Systems Seminar - Vibhaalakshmi Sivaraman

Systems Seminar

Title: Gemino: Practical and Robust Neural Compression for Video Conferencing
Speaker: Vibhaalakshmi Sivaraman, MIT
Date: February 7
Time: 4:00 PM - 5:00 PM
Location: Hybrid, Gates 403 (Fujitsu)
Zoom Link

Video conferencing systems suffer from poor user experience when network conditions deteriorate because current video codecs simply cannot operate at extremely low bitrates. Recently, several neural alternatives have been proposed that reconstruct talking head videos at very low bitrates using sparse representations of each frame such as facial landmark information. However, these approaches produce poor reconstructions in scenarios with major movement or occlusions over the course of a call, and do not scale to higher resolutions. We design Gemino, a new neural compression system for video conferencing based on a novel high-frequency-conditional super-resolution pipeline. Gemino upsamples a very low-resolution version of each target frame while enhancing high-frequency details (e.g., skin texture, hair, etc.) based on information extracted from a single high-resolution reference image. We use a multi-scale architecture that runs different components of the model at different resolutions, allowing it to scale to resolutions comparable to 720p, and we personalize the model to learn specific details of each person, achieving much better fidelity at low bitrates. We implement Gemino atop aiortc, an open-source Python implementation of WebRTC, and show that it operates on 1024x1024 videos in real-time on a A100 GPU, and achieves 2.9x lower bitrate than traditional video codecs for the same perceptual quality.
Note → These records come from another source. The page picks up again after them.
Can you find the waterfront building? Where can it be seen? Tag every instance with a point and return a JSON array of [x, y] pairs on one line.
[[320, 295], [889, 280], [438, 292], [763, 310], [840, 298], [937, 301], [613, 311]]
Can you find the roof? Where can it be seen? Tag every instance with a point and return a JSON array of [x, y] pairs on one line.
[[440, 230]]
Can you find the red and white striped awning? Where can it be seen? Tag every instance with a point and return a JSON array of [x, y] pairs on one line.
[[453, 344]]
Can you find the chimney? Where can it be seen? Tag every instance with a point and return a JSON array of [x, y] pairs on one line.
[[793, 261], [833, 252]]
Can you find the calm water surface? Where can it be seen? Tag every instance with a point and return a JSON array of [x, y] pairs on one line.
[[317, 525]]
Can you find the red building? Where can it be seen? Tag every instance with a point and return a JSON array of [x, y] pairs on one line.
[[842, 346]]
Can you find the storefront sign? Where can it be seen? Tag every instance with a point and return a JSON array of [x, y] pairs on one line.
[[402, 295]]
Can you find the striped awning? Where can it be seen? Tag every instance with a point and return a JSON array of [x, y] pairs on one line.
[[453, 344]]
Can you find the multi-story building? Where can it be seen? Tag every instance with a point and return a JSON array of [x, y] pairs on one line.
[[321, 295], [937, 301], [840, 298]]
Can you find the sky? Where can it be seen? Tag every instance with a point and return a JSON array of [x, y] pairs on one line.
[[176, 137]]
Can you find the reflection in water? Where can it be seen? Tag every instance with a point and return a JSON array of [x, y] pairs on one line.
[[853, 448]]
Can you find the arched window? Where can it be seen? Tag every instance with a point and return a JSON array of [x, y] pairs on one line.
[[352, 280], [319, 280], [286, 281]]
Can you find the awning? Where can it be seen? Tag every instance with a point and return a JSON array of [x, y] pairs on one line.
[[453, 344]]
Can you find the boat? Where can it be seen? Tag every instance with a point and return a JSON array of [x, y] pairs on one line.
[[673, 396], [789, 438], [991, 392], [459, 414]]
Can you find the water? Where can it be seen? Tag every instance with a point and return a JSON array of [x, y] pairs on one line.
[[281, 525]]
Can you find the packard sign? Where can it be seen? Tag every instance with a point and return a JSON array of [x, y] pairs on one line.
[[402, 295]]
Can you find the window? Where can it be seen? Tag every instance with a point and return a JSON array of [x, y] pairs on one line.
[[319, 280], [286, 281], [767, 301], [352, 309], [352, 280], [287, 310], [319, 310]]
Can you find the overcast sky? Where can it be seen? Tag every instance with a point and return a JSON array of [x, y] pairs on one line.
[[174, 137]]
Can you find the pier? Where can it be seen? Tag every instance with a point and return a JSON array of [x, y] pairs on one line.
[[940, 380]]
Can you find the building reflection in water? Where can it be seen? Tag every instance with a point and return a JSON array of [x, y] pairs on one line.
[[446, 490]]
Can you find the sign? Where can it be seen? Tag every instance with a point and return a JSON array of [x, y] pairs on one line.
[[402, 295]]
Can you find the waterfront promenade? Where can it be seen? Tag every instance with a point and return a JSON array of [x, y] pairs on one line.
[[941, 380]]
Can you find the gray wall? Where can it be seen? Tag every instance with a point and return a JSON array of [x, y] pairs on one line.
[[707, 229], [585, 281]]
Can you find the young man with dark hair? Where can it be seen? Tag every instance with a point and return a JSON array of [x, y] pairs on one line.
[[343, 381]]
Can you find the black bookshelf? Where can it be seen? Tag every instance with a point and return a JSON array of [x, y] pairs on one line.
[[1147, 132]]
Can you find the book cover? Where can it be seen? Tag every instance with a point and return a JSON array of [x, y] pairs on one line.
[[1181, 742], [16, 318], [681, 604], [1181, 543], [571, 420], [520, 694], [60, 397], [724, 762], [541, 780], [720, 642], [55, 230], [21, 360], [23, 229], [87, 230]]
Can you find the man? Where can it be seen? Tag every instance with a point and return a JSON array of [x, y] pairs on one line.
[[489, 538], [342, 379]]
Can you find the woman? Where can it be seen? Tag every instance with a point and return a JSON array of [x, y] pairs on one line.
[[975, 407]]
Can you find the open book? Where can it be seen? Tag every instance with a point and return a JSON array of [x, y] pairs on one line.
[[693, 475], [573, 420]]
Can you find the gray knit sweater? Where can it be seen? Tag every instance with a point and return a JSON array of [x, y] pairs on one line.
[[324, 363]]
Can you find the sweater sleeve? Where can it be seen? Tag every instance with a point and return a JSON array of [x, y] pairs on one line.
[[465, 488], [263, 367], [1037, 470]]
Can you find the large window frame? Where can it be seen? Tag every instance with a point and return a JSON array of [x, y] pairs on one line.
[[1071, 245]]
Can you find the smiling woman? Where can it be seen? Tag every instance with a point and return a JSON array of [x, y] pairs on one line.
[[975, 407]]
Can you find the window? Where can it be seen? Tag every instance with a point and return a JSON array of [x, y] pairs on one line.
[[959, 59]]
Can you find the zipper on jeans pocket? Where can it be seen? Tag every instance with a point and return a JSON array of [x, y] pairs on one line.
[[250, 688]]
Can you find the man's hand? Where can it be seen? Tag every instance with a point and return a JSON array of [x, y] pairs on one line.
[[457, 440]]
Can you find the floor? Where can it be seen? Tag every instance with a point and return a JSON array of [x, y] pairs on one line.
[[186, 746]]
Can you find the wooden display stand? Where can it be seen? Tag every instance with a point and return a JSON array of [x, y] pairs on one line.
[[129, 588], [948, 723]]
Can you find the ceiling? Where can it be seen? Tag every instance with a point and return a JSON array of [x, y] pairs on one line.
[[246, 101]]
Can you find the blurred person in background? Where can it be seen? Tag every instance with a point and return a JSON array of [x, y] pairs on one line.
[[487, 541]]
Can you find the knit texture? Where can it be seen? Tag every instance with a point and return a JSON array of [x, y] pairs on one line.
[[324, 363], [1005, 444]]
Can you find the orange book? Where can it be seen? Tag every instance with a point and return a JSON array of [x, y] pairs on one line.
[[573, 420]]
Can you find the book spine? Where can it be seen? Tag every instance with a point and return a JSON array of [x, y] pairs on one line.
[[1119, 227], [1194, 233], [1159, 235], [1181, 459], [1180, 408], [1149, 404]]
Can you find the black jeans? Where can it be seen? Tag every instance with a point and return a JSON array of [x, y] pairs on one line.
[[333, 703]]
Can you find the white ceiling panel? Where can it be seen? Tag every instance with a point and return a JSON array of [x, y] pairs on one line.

Vibhaa is a sixth year Ph.D. student in the Networking and Mobile Systems Group at MIT CSAIL where she is advised by Prof. Mohammad Alizadeh. Her research interests lie broadly in computer networks, with a particular interest in algorithmic techniques. In the past, she has worked on using networking ideas to improve blockchain scalability, as well as network monitoring and heavy-hitter detection. Recently, she has been interested in improving video streaming and conferencing applications using advances in computer vision and video compression techniques. Prior to MIT, Vibhaa received a B.S.E. in Computer Science from Princeton University.

Tuesday, February 7, 2023 - 4:00pm to 5:00pm